After much slacking, I finally got my Cassandra integration module in shape and put it on GitHub. The repo is here, and I would love it if someone would take a look at the source. We have been running a 1.5-compatible version of this source for a few months now, without errors so far, though it hasn't been under a lot of load. I'm hoping to eventually get the source into OrleansContrib.
This is awesome! I think it's better to put it to OrleansContrib right away. That should make it visible to more people for review and use.
Thanks! So (forgive the noob question, I'm an avid Microsoft fan and only ever used TFS up until now) how does one put a project on OrleansContrib?
No worries. Somebody will create a repo there for you and grant your permissions to it.
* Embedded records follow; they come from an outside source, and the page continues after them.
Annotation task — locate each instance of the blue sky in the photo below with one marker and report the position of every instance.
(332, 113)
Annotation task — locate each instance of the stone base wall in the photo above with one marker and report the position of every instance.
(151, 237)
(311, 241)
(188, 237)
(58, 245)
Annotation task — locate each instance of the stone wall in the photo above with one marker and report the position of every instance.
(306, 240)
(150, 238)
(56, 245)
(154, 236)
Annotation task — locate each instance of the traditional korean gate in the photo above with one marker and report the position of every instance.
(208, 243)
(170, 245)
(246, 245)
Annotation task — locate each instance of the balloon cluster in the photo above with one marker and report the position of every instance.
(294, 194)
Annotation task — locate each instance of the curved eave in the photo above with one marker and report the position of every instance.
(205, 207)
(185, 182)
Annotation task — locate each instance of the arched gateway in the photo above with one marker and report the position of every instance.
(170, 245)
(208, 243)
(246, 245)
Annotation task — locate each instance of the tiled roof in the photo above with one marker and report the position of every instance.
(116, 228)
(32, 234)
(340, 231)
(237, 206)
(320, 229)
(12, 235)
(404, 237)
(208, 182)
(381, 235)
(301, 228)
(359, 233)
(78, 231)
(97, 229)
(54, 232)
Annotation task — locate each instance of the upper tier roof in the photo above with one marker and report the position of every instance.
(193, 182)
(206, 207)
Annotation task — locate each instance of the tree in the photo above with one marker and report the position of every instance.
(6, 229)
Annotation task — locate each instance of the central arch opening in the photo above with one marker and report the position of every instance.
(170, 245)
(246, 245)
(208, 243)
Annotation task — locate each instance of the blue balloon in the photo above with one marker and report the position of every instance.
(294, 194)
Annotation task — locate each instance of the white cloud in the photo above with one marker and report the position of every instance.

Paging @richorama and @galvesribeiro who've done this for many projects already.
Hey @Arshia001, I have made you an 'owner' in the OrleansContrib org. You should now be able to transfer the ownership of your repo over to OrleansContrib (you should see this in the danger zone of your repo settings). You'll still have full control over it.
Ping me an email if you have any problems ([email protected])
It's done. Thank you.
Thank you, @Arshia001!
But now we have 2 implementations of Clustering and Persistence providers for Cassandra?
https://github.com/OrleansContrib/Orleans.Persistence.Cassandra and
https://github.com/OrleansContrib/Orleans.Clustering.Cassandra by @denisivan0v
https://github.com/OrleansContrib/OrleansCassandraUtils
Does it make sense to merge them somehow?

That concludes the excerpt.